На нем был мятый серый костюм, заполненный, впрочем, довольно плотно и воспринявший обрюзглую, обвислую, расплывчатую конфигурацию его тела. Маленькое брюшко и умеренная упитанность указывали на то, что ему знакомо было некоторое изобилие и что он не страдал от голода. На нем была старая коричневая шляпа, поношенное серое пальто, истрепанный красный шарф, и печать подержанности, запущенности на всех этих предметах была неповторима: лучший художник по костюмам не смог бы намеренно ее воспроизвести.
Судьба миллионов людей была написана на этих вещах. В их залосненной, обвислой, вытянутой физиономии раскрывалось убогое житье миллионов тротуарных нолей; и это выражение было так ярко и очевидно, что пока лицо сидевшего мертвеца затягивалось трупной серостью, а тело словно съеживалось, усыхало, на глазах рвало последние связи с жизнью — одежда, наоборот, начинала выглядеть более живой, чем прикрытая ею плоть.
Между тем лицо покойника превратилось в маску смерти, где фантасмагория и реальность сплавляются, рождая страшную иронию, ибо кажется, что в лице и теле мертвого осталось от живой плоти не больше, чем у восковой фигуры в музее, и он усмехается, глазеет, передразнивает жизнь так же жутко и ненатурально, как могла бы только она.
Турникеты все щелкали на тупой деревянной ноте, поток людей все клубился в бетонных стенах, поезда с лязгом и гулом подлетали к платформе и уносились прочь, и время от времени в гуще людей кто-то замедлял шаги, с любопытством воззрясь на сидевшего, и оставался.

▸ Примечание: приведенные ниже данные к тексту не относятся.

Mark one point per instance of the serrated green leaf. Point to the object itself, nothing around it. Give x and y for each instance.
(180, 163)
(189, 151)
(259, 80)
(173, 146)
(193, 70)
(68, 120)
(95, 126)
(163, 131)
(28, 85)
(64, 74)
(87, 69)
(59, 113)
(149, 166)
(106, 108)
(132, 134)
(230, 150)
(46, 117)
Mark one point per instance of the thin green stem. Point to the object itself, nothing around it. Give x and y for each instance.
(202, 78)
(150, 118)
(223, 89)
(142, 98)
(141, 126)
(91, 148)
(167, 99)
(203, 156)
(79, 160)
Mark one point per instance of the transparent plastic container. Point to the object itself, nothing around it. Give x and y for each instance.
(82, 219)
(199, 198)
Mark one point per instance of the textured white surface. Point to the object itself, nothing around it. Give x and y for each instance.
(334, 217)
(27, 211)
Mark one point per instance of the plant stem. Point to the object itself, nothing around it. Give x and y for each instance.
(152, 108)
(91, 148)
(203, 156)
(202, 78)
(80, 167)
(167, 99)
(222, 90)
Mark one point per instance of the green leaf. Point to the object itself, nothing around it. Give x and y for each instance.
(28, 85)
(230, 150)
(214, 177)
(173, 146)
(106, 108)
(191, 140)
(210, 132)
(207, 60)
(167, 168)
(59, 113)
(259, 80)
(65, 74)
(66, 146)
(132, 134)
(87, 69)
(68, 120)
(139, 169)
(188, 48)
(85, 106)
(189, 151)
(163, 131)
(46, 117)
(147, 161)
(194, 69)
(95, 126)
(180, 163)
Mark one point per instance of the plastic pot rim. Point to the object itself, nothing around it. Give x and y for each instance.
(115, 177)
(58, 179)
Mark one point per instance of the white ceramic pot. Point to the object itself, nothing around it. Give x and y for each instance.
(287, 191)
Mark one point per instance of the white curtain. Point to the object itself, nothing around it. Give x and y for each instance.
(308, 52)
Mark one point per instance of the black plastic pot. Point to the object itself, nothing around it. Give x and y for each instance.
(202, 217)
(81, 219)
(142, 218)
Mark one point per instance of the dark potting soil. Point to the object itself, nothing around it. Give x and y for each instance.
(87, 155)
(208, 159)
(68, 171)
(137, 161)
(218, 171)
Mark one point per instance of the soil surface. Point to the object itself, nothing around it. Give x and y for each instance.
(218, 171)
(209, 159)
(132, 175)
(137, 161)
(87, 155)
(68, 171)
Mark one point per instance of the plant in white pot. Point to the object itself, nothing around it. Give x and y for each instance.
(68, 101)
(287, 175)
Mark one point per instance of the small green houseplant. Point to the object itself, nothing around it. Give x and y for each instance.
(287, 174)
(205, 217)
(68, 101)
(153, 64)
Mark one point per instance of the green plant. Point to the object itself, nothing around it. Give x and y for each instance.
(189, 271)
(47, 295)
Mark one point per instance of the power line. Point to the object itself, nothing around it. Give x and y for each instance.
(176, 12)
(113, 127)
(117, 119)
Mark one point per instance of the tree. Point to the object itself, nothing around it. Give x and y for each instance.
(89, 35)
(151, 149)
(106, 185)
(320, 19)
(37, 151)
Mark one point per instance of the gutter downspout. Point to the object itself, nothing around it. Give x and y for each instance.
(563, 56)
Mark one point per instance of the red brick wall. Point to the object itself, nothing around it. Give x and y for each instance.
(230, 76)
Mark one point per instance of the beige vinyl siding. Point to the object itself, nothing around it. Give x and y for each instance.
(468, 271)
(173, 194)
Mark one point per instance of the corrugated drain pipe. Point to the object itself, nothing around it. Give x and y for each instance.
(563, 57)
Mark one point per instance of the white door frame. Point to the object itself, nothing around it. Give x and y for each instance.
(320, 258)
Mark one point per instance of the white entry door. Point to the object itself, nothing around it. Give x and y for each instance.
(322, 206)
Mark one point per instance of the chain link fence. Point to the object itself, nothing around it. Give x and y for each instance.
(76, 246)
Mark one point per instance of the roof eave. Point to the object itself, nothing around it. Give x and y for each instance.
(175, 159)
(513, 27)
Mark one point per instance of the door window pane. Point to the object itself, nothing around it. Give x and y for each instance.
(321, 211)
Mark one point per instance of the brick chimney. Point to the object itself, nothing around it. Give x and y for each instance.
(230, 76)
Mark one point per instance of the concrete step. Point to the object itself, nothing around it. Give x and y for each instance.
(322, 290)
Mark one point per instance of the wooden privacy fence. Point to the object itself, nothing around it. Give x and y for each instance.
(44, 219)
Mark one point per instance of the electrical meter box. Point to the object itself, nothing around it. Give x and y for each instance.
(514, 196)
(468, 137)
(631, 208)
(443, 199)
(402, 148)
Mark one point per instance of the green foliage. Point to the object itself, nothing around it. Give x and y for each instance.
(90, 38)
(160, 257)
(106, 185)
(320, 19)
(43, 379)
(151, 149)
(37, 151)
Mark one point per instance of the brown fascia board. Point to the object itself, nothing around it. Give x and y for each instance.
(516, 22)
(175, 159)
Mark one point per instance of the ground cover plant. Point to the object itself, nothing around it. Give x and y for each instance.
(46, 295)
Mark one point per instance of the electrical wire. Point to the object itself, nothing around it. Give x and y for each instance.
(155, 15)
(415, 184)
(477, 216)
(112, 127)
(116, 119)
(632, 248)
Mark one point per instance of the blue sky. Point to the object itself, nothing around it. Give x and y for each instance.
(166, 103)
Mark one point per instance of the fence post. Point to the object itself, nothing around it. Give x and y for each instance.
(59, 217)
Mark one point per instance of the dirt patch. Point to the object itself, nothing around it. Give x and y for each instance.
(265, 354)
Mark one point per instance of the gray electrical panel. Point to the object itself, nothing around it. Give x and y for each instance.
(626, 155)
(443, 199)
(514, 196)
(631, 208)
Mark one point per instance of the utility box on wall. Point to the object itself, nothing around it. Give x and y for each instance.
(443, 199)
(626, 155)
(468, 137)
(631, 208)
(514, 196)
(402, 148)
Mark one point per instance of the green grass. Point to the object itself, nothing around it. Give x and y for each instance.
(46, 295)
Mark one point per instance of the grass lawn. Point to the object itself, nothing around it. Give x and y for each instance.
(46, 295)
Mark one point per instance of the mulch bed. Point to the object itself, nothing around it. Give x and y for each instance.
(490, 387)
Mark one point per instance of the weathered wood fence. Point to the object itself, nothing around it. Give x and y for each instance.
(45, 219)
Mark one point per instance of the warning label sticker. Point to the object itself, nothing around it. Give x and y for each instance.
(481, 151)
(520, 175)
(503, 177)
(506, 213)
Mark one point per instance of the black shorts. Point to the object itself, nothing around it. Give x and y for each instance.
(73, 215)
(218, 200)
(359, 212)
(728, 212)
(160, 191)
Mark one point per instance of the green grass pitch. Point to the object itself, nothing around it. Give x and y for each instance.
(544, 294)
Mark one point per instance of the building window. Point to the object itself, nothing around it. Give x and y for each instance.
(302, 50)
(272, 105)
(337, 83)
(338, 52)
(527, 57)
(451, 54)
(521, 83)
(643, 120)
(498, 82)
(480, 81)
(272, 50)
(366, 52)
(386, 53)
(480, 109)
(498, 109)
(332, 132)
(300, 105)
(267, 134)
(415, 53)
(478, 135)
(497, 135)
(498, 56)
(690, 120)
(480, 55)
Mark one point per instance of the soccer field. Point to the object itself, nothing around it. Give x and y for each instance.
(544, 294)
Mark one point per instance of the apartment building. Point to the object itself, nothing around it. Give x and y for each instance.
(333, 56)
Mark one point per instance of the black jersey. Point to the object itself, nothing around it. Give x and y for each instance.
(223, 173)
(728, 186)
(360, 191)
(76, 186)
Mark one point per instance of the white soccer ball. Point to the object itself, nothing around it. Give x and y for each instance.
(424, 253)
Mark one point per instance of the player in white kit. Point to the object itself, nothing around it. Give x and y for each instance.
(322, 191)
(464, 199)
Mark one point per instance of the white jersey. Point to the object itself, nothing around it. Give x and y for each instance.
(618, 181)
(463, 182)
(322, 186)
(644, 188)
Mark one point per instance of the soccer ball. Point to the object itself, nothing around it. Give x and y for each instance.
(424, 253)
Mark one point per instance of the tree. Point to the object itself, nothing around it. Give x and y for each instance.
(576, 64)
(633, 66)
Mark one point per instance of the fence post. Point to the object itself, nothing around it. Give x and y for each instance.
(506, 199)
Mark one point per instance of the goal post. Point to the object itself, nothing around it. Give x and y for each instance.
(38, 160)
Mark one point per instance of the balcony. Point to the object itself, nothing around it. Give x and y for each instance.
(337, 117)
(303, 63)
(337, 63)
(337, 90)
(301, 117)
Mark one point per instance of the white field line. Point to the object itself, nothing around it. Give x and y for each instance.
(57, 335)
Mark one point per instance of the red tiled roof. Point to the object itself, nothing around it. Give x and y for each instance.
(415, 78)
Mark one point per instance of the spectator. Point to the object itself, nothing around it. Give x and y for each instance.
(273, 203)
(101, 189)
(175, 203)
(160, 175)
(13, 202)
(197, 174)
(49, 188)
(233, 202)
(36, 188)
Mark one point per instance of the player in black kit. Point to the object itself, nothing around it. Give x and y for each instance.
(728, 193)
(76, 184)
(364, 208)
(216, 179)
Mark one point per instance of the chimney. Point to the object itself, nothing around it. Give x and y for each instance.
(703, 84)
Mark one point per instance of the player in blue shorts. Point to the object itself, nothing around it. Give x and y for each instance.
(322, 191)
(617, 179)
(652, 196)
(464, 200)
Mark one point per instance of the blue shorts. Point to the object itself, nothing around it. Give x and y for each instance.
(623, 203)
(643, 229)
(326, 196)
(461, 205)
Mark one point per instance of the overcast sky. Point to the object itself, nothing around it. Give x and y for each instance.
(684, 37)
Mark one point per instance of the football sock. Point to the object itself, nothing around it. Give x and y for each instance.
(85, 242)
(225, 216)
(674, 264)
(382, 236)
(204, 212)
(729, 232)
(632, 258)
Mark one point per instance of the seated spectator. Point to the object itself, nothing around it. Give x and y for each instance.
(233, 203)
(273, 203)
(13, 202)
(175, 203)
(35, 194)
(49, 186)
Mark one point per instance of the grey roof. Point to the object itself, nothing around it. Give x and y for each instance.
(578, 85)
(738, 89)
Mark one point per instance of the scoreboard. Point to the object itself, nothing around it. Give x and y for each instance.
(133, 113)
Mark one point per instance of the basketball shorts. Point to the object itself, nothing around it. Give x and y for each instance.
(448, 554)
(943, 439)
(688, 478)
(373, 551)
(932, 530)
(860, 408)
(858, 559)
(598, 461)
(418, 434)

Скамейку с мертвецом окружало уже широкое кольцо зрителей, и хотя любопытство не давало им уйти, они не напирали, не пытались просунуться поближе, как бывает при кровавой катастрофе.
Нет, они просто стояли застыв, широким полукругом, не приближаясь ни на шаг, и лишь изредка обменивались смущенным взглядом или робким вопросом, который обычно оставался без ответа, ибо спрошенный растерянно, сконфуженно смотрел на спросившего и, пробормотав: «Не знаю», пожимал плечами и бочком отодвигался или плелся прочь. А время от времени полицейские, число которых уже увеличилось до четырех и которые стояли вокруг мертвого выжидательно и безучастно, почему-то вдруг развивали бешеную, почти комическую деятельность и, врезавшись в кольцо зрителей, начинали отгонять и распихивать их, покрикивая нетерпеливыми, раздраженными голосами:
— Ну, всё, всё, всё! Разойдитесь! Разойдитесь! Разойдитесь! Проходите! Проходите! Проходите! Вы мешаете проходу! Проходите! Проходите! Разойдитесь! Разойдитесь!..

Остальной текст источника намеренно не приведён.